Uma conferência em Roma no início deste janeiro – no mesmo ano que marca o 500º aniversário da morte de Leonardo da Vinci – deve marcar a história da arte com mais polêmica sobre o maior gênio de todos os tempos. Sob a condução de Silvano Vinceti, presidente do “Comitato per la Valorizzazione dei Beni Storici, Culturali e Ambientali” da Itália, o evento propõe acrescentar, aos clássicos retratos executados pelo mestre, uma graciosa pintura medindo 61,5 × 54,5 cm. Estamos falando da “Jovem dama com casaco de pele”, um curioso óleo sobre madeira de álamo executado entre 1495 e 1499.

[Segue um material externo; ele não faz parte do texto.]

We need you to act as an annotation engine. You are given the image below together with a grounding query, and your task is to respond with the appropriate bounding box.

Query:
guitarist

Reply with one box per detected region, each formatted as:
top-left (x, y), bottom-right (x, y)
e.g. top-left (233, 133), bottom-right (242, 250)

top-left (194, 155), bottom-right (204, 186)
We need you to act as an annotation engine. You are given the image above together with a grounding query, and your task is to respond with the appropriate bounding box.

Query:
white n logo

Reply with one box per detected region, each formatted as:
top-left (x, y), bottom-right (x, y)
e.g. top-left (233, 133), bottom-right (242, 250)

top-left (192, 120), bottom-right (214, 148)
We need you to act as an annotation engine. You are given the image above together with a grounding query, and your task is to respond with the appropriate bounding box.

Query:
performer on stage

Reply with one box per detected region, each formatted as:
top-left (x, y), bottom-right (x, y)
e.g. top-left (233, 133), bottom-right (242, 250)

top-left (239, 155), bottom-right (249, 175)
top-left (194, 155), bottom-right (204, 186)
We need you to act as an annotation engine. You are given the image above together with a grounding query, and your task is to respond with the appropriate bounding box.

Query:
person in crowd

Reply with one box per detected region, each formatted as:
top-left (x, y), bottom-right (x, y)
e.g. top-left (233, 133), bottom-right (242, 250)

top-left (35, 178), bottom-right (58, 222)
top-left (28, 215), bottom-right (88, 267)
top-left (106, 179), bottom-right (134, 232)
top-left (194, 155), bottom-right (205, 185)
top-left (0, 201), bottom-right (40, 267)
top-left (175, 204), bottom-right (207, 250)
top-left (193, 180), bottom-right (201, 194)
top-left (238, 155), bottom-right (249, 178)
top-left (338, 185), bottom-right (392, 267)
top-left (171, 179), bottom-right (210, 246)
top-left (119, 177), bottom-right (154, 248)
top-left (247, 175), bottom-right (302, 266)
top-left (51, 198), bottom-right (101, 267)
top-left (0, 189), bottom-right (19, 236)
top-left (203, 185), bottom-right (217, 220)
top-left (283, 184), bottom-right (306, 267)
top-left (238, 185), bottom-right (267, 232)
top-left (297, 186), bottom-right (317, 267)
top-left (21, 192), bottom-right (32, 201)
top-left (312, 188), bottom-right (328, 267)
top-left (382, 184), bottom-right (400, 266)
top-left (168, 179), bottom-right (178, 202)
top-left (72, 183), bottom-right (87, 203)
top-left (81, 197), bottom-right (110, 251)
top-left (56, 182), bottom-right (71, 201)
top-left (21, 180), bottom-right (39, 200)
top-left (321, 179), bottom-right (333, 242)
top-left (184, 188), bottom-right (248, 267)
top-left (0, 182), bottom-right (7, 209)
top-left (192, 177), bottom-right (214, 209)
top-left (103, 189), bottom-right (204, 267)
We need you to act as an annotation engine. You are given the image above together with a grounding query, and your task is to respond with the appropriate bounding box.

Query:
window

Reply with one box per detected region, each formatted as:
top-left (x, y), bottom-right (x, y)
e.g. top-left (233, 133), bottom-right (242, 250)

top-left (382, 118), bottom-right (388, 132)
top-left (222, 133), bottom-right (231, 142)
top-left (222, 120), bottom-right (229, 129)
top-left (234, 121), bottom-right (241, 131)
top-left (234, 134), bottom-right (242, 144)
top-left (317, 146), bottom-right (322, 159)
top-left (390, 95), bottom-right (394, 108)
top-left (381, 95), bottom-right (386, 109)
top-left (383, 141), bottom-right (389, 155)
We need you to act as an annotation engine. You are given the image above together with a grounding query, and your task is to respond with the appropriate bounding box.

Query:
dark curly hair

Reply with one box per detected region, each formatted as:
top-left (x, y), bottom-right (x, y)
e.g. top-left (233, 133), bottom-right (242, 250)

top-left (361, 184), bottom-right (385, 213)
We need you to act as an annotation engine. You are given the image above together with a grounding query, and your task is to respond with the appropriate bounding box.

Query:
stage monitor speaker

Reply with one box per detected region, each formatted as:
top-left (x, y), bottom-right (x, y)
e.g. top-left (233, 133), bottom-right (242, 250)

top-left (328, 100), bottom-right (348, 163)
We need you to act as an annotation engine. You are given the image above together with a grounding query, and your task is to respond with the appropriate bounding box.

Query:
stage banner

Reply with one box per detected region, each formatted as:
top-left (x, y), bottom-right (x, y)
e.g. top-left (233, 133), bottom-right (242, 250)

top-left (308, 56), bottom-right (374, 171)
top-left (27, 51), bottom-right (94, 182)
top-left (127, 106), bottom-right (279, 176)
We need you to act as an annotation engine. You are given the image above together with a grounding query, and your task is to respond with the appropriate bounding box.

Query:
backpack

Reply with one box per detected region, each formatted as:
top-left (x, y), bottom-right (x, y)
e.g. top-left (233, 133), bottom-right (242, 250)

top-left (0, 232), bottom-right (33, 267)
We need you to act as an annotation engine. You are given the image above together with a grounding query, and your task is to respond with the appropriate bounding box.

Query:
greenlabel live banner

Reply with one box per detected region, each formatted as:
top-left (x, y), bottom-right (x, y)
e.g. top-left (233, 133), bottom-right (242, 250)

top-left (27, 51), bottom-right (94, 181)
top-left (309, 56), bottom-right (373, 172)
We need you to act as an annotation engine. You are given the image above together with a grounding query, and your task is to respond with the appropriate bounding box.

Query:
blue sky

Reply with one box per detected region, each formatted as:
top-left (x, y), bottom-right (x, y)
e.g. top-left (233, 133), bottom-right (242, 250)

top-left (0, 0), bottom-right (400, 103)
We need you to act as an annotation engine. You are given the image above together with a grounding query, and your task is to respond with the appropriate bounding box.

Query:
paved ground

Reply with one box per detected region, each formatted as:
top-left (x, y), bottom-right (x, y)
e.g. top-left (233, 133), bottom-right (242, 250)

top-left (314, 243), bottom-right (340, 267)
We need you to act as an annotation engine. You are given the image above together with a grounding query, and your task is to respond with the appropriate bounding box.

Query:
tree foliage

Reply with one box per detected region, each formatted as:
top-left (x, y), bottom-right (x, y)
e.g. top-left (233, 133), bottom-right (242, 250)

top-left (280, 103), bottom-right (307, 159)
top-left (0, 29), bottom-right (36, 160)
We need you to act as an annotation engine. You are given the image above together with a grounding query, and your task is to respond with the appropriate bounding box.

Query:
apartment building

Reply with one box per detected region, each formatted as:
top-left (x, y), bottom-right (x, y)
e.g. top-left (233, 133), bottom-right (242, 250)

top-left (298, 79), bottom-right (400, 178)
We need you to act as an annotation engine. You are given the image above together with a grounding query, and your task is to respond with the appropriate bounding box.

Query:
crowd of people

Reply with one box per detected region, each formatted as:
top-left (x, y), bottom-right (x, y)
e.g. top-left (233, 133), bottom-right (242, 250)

Sua origem nos leva a Milão, enquanto Da Vinci estava a serviço de Ludovico, o Mouro, (1495-1499). Da coleção do cardeal Luigi d’Aragona (1500), segue à do Papa Inocêncio XII e a do Bispo de Otranto (Domenico Morelli) em 1700. Já em 1850, vai para Milão, a integrar a coleção do Marqués Moramarco. No início do século XX, chega à Alemanha através de uma família industrial e em 1975 é vendida para outra família do mesmo ramo da qual pertence seu atual proprietário. A obra já teve sua chancela declarada por quatro das maiores autoridades reconhecidas em Da Vinci: o historiador Adolfo Venturi (já em 1921), os professores Ernst Ullman e Carlo Pedretti – provavelmente o maior especialista em Da Vinci de todos os tempos -, e o próprio historiador Silvano Vinceti, mais recentemente em 2018. Embora em muito boas condições de preservação, a “Jovem dama com casaco de pele” chegou a se submeter a uma leve restauração em 1977 pelas mãos dos especialistas Henning Strube e Beate Strube-Bischof. Atualmente, o óleo está alojado em um cofre suíço. Notar que a pintura se faz explicitamente relacionada a duas das obras mais conhecidas de Leonardo, “Dama com um arminho” e a “Mona Lisa” – ou “Gioconda”.

“O Espelho Mágico” de Leonardo (Christ Church, Londres): a feiticeira a mirar o espelho tem duas faces – jovem e velha a um só tempo. Flickr
O significado. Mais do que uma bela imagem feminina, a pintura nos chama a refletir sobre um dos maiores interesses temáticos de Leonardo: a busca de um ideal de beleza maior que residisse no princípio dual – ou “dos opostos” – nas coisas. Esta questão do dualismo nos remete a Heráclito de Éfeso (535-475 aC) e seus pensamentos sobre o cosmo e o Uno, o devir e a harmonia. Também os estudos sobre Fibonacci e a proporção áurea, a força do equilíbrio simétrico, viriam a ser de singular importância nas composições do gênio. Em particular, na iconografia Da Vinci que aborda o tema da maturidade versus a juventude, vemos alguns exemplos de como tais implicações filosóficas o seduziam.

“Jovem Dama” e “Gioconda” (Coleção Particular / Louvre, Paris): Lisa Gherardini, jovem e madura
Assim, de acordo com análises comparativas entre a desgastada “Mona Lisa” e várias de suas jovens e idealizadas mulheres – tão presentes também nas obras de discípulos -, “Jovem Dama” seria apenas um contraponto para seu maior ícone. Aqui, este efeito é claro, onde é evidente a representação de um rejuvenescimento da “La Gioconda”. Notar também que o tipo de cabelo é o mesmo em ambas, assim como há um forte elemento circunstancial: a presença de cosmético labial na jovem Lisa (Gherardini), o que só vem corroborar a relação direta entre as duas versões e o confronto de suas idades. Em plenos séculos 15 e 16, o uso desses materiais de tons avermelhados em mulheres maduras – portanto, reservadas – era extremamente inadequado. Inclusive, vários estudos para restaurar as cores originais da “Gioconda” mostraram que seus lábios não seriam muito mais rubros do que parecem atualmente. A “Mona Lisa”, enfim, para Leonardo, só deverá existir se houver uma contraposição que a equilibre: uma “Jovem Dama”. Com ela o mestre poderá melhor exercer suas reflexões sobre uma realidade invisível, maior, onde os opostos orquestram o movimento da História e de toda a Criação.